Visualising FFTrees

You can visualize an FFTrees object x in one of two ways: First, you can visualize cue accuracies with plot(x, what = 'cues'). Second, you can visualize individual trees and performance statistics with plot(x).

Example: titanic

The titanic dataset contains survival statistics of passengers on the Titanic. For each passenger, we know what passenger class (s)he was, his/her age, his/her sex, and whether or not (s)he survived.

Here is how the first few rows of the dataframe look:

head(titanic)
##   class   age  sex survived
## 1 first adult male        1
## 2 first adult male        1
## 3 first adult male        1
## 4 first adult male        1
## 5 first adult male        1
## 6 first adult male        1

Our goal is to build FFTrees that predict whether or not a passenger will survive based on these cues.

First, let’s create an FFTrees object called titanic.fft from the titanic dataset.

# Create fast-and-frugal trees from the titanic data

titanic.fft <- FFTrees(formula = survived ~.,
                       data = titanic)       

Visualising cue accuracies

You can visualize individual cue accuracies (specifically their sensitivities and specificities) by including the what = 'cues' argument within the plot() function. Let’s apply the function to the titanic.fft object to see how accurate each of the cues were on their own in predicting survival:

plot(titanic.fft,
     main = "Titanic cue accuracy",
     what = 'cues')

Wow. None of the cues did very well on their own. Good performing cues should be in the top left hand of the graph (i.e.; low false alarm rate and high hit rate). It looks like the best cue was sex, followed by class. age was a pretty terrible cue.

Plotting a tree

To plot the tree from an FFTrees object, use plot(). You can add some stylistic arguments like description and decision.labels. Let’s plot one of the trees:

plot(titanic.fft, 
     main = "Titanic", 
     decision.labels = c("Died", "Survived"))

This plot contains a lot of information, here are the main elements:

Additional arguments

You can specify additional arguments to the plot() command that will change what is displayed

# Show the best training titanic fast-and-frugal tree without statistics
plot(titanic.fft,
     decision.labels = c("Died", "Survived"),
     stats = FALSE)

For example, let’s repeat the previous analysis, but now we’ll create separate training and test datasets by including the train.p = .5 argument. This will split the dataset into a 50% training set, and a 50% testing set (note: you could also define an explicit test data set with the data.test argument)
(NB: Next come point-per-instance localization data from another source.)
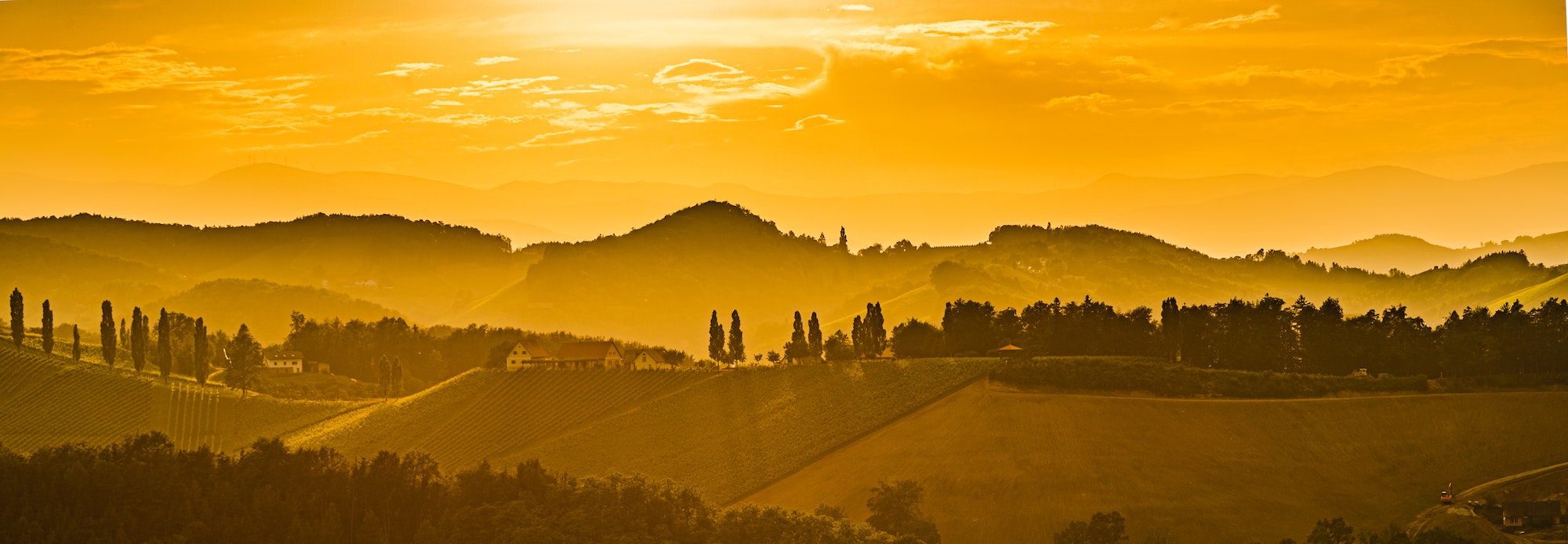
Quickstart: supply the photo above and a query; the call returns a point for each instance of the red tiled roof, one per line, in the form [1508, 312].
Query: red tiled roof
[587, 350]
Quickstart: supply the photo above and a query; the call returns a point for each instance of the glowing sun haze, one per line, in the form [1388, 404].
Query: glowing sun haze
[799, 98]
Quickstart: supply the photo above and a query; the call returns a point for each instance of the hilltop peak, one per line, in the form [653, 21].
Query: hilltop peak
[713, 216]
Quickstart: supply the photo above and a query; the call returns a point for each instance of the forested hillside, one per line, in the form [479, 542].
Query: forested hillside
[419, 269]
[661, 283]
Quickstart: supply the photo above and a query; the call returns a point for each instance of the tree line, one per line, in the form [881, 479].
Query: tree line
[178, 344]
[1112, 529]
[807, 344]
[143, 490]
[1265, 335]
[357, 349]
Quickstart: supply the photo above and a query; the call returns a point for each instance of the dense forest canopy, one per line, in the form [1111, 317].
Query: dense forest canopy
[659, 283]
[143, 490]
[1268, 335]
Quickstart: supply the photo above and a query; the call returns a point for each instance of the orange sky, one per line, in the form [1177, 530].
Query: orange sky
[797, 98]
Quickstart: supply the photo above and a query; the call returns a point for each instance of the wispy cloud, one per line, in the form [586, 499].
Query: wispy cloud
[562, 139]
[697, 70]
[412, 68]
[970, 29]
[490, 87]
[111, 68]
[1238, 21]
[818, 121]
[495, 60]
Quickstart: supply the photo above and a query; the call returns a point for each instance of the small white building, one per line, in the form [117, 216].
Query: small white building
[650, 360]
[289, 363]
[526, 354]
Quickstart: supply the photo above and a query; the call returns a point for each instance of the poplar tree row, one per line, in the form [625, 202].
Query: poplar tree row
[136, 336]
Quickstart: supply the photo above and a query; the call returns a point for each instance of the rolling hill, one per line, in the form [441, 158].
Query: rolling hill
[266, 306]
[736, 433]
[488, 416]
[1414, 255]
[1279, 212]
[661, 283]
[423, 270]
[51, 401]
[1004, 466]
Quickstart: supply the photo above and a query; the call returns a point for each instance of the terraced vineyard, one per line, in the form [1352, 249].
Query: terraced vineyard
[48, 401]
[37, 407]
[487, 415]
[747, 429]
[1003, 466]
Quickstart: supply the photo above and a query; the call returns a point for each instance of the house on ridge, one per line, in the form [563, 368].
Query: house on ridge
[528, 355]
[286, 363]
[589, 355]
[650, 360]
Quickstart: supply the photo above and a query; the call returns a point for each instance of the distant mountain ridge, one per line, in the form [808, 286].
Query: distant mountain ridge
[1412, 255]
[1221, 216]
[662, 281]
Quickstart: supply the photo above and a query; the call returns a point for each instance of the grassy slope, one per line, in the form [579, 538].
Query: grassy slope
[488, 416]
[1011, 468]
[53, 401]
[747, 429]
[1534, 296]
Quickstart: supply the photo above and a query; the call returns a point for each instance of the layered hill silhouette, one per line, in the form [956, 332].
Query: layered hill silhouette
[1221, 216]
[1004, 466]
[661, 283]
[1412, 255]
[325, 266]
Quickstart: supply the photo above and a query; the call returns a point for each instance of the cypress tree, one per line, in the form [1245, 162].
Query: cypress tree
[1171, 325]
[879, 333]
[107, 339]
[165, 347]
[244, 355]
[18, 327]
[815, 336]
[200, 347]
[738, 344]
[716, 339]
[858, 336]
[797, 349]
[49, 330]
[139, 339]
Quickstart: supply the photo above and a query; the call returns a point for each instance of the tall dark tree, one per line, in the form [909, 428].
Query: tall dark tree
[200, 352]
[385, 377]
[244, 355]
[1171, 328]
[738, 343]
[815, 338]
[716, 339]
[916, 339]
[838, 347]
[165, 346]
[48, 330]
[858, 338]
[968, 328]
[1102, 529]
[18, 325]
[139, 339]
[876, 330]
[107, 339]
[797, 349]
[896, 510]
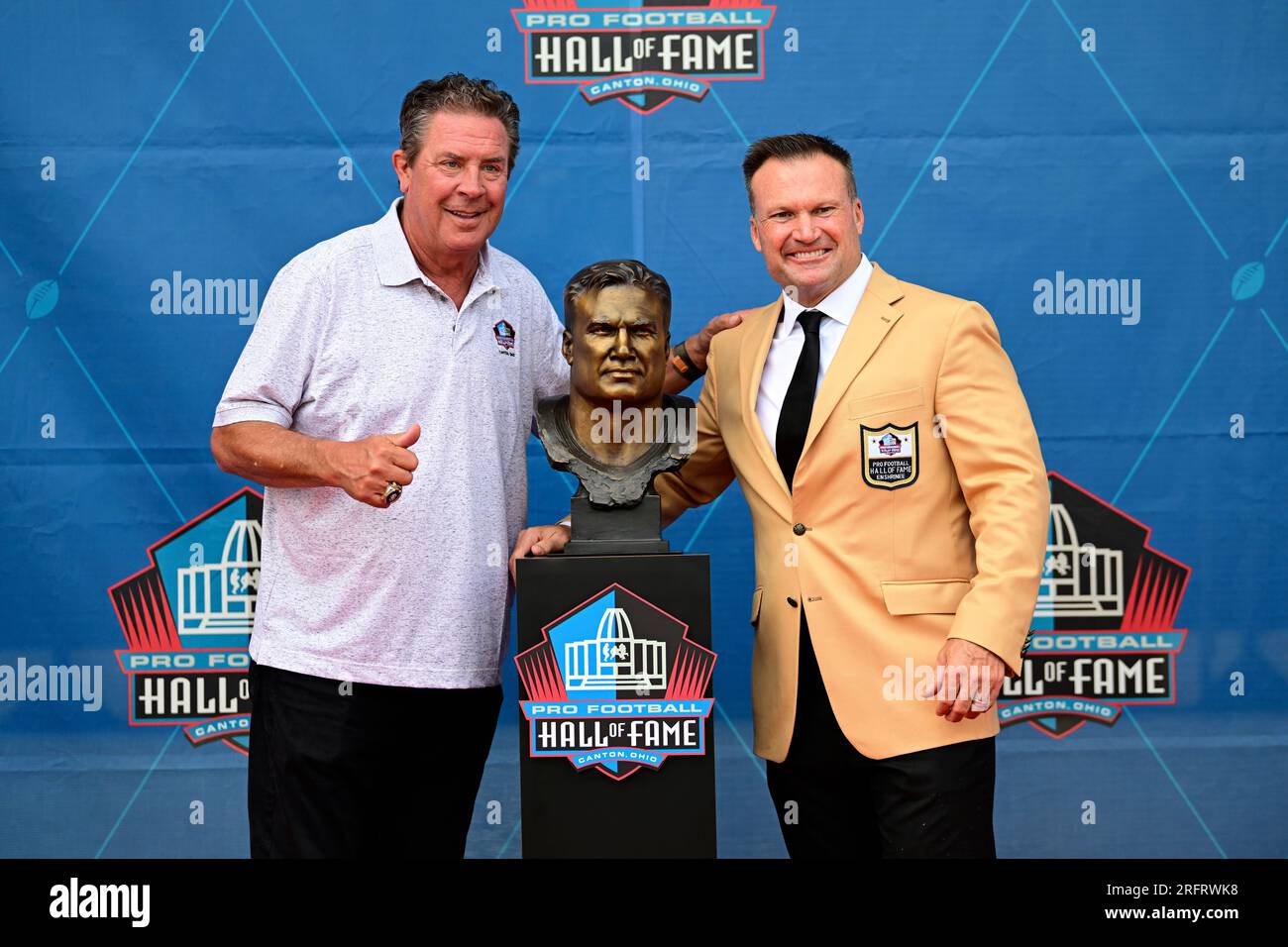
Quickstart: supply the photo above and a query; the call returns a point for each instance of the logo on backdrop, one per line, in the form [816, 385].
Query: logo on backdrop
[647, 53]
[1104, 625]
[616, 685]
[187, 620]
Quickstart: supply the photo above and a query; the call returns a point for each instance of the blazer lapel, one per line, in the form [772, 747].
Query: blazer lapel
[874, 317]
[755, 351]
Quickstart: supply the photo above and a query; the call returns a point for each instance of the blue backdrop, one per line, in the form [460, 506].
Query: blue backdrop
[996, 145]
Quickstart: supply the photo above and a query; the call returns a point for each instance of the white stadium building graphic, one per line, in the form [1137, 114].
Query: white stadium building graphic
[614, 657]
[1078, 581]
[218, 598]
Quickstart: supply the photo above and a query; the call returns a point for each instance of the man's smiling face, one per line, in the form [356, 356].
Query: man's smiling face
[455, 187]
[805, 224]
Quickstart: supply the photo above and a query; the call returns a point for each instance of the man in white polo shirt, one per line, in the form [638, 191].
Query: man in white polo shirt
[403, 359]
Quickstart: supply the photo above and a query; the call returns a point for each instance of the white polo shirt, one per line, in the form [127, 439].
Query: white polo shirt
[355, 341]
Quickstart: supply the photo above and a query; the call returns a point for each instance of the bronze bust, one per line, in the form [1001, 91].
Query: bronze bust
[616, 429]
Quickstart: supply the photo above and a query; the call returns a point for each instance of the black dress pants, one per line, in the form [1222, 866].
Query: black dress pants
[833, 801]
[378, 772]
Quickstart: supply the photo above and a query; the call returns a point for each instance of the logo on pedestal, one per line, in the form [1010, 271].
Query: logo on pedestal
[616, 685]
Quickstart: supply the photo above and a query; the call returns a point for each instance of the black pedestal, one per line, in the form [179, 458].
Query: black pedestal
[616, 737]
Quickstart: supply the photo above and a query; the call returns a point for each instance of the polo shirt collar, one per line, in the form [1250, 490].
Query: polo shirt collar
[837, 304]
[395, 264]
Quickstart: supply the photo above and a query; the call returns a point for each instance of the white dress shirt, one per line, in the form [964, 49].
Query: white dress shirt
[785, 351]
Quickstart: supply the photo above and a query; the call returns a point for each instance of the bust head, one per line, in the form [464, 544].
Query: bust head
[617, 316]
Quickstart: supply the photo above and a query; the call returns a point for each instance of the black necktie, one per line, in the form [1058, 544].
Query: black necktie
[794, 419]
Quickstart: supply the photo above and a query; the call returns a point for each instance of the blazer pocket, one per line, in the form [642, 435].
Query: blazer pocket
[884, 402]
[925, 596]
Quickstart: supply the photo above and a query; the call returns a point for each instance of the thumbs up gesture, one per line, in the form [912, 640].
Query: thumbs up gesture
[364, 468]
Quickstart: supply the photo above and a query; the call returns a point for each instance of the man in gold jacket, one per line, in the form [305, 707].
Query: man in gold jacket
[900, 504]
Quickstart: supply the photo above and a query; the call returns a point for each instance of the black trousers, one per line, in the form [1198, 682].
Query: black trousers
[836, 802]
[378, 772]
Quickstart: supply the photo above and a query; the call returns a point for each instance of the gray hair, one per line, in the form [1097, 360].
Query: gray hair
[600, 275]
[456, 93]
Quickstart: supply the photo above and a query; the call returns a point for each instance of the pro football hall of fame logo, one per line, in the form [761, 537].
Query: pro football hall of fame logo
[644, 53]
[187, 618]
[616, 685]
[1104, 626]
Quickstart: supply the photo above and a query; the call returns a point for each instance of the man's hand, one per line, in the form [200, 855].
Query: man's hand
[364, 468]
[539, 540]
[967, 680]
[698, 346]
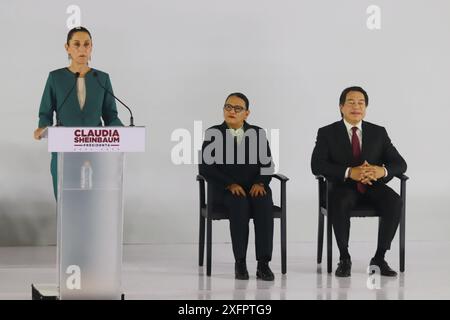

set.seed(100) # For replicability of the training/test split
titanic.pred.fft <- FFTrees(formula = survived ~.,
                            data = titanic,
                            train.p = .5)

Here is the best training tree applied to the training data:

plot(titanic.pred.fft,
     tree = "best.train", 
     main = "Titanic", 
     decision.labels = c("Died", "Survived"))

The best training tree (tree #3) had a high specificity of 92%, but a low hit rate of just 48%. However, as we can see in the ROC table, LR didn’t perform much better, and CART did even worse than tree #3.

Now let’s apply the same tree to the test dataset:

plot(titanic.pred.fft,
     tree = "best.train",
     data = "test", 
     main = "Titanic", 
     decision.labels = c("Died", "Survived"))

Performance has actually increased in this test data (e.g.; the hit-rate is up to 54%). However, both logistic regression and CART did similarly.

Let’s visualise tree #4, the most liberal tree with the highest hit-rate:

plot(titanic.pred.fft,
     tree = 4,
     data = "test", 
     main = "Titanic", 
     decision.labels = c("Died", "Survived"))

Tree #4 was able to increase the testing hit-rate up to 65%, but at a cost of a lower specificity of 70%.